Não houve milagre, mas houve dignidade no regresso das tardes europeias ao Bonfim. O empate (1-1) entre o Vitória e a Sampdoria deixa os italianos com um pé na fase de grupos e os portugueses com o ténue sonho do apuramento bem mais distante. Mas, convenhamos, não era realista exigir mais à equipa de Norton de Matos: o desfecho é um tributo à lógica e o reconhecimento de que o futebol nem sempre tem espaço para as surpresas. Depois, mais marcante que tudo o resto, houve o golaço de Tchomogo: um momento de perfeição absoluta que, só por si, chega para justificar a presença do Vitória nesta edição da prova.
Os cinco mil adeptos portugueses - a propósito, era mesmo preciso pôr bilhetes tão caros? - fizeram a festa possível, com 400 italianos a assistir. Fizeram-na antes do jogo, e nos dez minutos iniciais, quando a motivação ainda deu para disfarçar as diferenças de estatuto. Depois, voltaram a fazê-la após o remate mais bonito da vida de Tchomogo. E pouco mais. Mas foram para casa com o ego reconfortado: pelo menos a equipa mostrou não ter usurpado o seu lugar na festa.
Cozinha italiana: a receita de sempre
Como quase sempre acontece nos confrontos com portugueses, os italianos deixaram jogar e esperaram pelos erros. Houve quase sempre uma equipa a tentar, e outra a deixar que a bola girasse de pé para pé, controlando o jogo à distância e sem bola. Não é bonito, mas costuma resultar. E era pedir demasiado que fosse este Vitória a solucionar o problema que os portugueses sentem há mais de cinquenta anos perante o futebol de calculadora em punho.

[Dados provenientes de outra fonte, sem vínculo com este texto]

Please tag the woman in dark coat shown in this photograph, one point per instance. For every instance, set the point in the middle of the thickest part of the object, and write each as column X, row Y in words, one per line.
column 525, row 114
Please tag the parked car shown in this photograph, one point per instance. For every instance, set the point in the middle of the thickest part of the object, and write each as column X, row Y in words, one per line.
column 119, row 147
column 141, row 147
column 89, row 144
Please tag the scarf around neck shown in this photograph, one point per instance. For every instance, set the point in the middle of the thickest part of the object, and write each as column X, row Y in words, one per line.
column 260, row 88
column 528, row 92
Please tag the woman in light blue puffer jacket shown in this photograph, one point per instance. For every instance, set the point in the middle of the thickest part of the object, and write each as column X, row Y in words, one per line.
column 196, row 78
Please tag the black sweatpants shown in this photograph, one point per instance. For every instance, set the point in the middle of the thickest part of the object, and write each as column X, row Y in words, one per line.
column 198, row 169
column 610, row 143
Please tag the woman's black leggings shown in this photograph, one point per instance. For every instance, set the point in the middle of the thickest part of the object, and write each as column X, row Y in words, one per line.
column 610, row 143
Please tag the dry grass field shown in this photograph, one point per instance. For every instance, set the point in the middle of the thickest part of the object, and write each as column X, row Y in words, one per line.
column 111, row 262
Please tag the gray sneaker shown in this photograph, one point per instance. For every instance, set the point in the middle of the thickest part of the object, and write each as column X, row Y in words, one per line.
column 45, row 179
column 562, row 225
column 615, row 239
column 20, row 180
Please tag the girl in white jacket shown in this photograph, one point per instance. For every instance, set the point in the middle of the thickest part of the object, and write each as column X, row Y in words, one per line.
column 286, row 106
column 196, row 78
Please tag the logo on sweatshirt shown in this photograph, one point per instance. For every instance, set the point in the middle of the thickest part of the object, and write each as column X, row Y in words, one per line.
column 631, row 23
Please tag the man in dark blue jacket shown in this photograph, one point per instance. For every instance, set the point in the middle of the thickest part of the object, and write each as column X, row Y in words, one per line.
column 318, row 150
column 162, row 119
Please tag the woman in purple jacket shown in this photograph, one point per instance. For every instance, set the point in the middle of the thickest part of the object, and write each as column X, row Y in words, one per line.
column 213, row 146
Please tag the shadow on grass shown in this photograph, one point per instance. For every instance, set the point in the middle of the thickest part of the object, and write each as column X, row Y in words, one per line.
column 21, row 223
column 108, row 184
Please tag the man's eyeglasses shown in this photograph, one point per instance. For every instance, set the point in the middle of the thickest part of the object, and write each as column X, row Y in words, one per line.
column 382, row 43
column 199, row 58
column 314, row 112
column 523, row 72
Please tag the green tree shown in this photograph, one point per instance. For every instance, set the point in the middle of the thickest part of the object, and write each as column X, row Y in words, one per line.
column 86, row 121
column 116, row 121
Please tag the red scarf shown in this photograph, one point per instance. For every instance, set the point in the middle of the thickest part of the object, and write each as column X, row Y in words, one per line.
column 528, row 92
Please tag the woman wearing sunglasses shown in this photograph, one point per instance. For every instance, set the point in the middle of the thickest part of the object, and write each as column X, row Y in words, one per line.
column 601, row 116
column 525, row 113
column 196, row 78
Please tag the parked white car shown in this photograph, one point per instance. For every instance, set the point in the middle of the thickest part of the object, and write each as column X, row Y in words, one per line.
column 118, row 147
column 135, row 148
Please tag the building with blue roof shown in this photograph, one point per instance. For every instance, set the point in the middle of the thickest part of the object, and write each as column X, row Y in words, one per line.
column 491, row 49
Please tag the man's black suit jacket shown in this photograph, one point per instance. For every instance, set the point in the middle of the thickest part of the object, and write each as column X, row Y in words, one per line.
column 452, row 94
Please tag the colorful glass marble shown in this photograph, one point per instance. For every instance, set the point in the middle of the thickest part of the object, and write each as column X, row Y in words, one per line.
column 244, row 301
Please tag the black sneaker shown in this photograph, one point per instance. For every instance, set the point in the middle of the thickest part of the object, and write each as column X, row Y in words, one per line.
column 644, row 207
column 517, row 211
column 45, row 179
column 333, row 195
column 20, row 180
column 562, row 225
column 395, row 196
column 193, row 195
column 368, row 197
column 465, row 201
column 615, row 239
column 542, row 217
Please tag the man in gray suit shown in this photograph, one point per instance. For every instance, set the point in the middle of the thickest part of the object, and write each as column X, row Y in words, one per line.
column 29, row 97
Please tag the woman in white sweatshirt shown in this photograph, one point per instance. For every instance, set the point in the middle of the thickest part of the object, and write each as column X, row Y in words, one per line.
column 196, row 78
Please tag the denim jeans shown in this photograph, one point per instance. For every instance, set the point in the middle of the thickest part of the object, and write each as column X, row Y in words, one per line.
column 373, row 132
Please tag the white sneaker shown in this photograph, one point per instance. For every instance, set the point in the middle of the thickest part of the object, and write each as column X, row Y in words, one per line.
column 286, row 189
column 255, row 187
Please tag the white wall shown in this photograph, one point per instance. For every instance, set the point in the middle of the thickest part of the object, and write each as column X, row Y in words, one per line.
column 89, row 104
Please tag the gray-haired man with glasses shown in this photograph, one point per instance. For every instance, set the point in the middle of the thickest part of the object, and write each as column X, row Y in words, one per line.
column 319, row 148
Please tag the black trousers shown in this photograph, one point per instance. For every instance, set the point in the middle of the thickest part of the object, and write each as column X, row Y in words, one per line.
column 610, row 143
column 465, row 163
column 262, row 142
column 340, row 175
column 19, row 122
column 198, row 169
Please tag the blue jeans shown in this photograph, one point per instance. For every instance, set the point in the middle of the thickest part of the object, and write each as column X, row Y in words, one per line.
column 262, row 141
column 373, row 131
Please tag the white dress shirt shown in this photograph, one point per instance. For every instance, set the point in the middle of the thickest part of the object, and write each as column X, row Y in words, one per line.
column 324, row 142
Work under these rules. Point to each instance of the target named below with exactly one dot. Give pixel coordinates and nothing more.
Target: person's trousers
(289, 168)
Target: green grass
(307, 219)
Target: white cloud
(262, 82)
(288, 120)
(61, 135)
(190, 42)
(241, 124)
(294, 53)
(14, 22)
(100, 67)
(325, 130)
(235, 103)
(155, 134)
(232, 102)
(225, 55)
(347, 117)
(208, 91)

Com todas as suas limitações, que uma simples comparação com as soluções de que dispunha na época passada tornam ainda mais gritantes, a equipa de Norton de Matos fez o que se podia esperar: teve um início desinibido, que rendeu aplausos, permitiu a Sougou alguns fogachos de «sprinter» e obrigou Antonioli a uma defesa. Depois, veio o filme tantas vezes revisto: no primeiro ataque italiano digno desse nome, um livre, uma dupla falha dos centrais vitorianos, e Flachi a aproveitar para bater Moretto, à segunda tentativa (14 m).
O entusiasmo sumiu-se do Bonfim como o ar de um balão furado. A meia hora seguinte foi francamente desinteressante: os italianos puseram o jogo no congelador e o Vitória, sempre corajoso, não disfarçava limitações que tinham no desacerto do ponta-de-lança Fábio Hempel a face mais visível.
Tchomogo salva o jogo
Veio o intervalo e com ele a expectativa para ver como poderia salvar-se o jogo de um pântano arrastado de bocejos. A resposta veio em 20 segundos: no lance do recomeço, Hempel tocou atrasado para Tchomogo que fora da meia-lua, resgatando uma exibição baça e confusa, encheu o pé direito para um remate sublime, ao ângulo esquerdo de Antonioli.
Voltou o entusiasmo e a esperança de tirar algo mais do jogo, tanto mais que a «Samp» esteve sempre muito longe do que se espera de uma sensação no «calcio» e não ia além de uns contra-ataques quase inofensivos. Mas, apesar da lucidez a tempo inteiro de Pedro Oliveira, da consistência táctica do esclarecido Dembelé e de algumas tímidas arrancadas de Sougou, havia pouco por onde incomodar os italianos.
Nem as entradas de Bruno Ribeiro (eficaz) e Franja (trapalhão) trouxeram algo de novo à partida. O tempo foi passando, a quebra física no Vitória tornou-se gritante, e o empate tornou-se o desfecho inevitável para a partida. Uma cabeçada de Bruno Ribeiro, a centímetros da glória (88 m) foi a última oportunidade para a surpresa aparecer. Não apareceu, deixou-se estar à porta. Ficou o pontinho, ficou a dignidade intacta. E ficou também a ilusão, mantida ao longo de 90 minutos, de que as diferenças entre uma equipa portuguesa de classe média-baixa e uma equipa italiana de classe média-alta não são tantas como isso. Já não é pouco.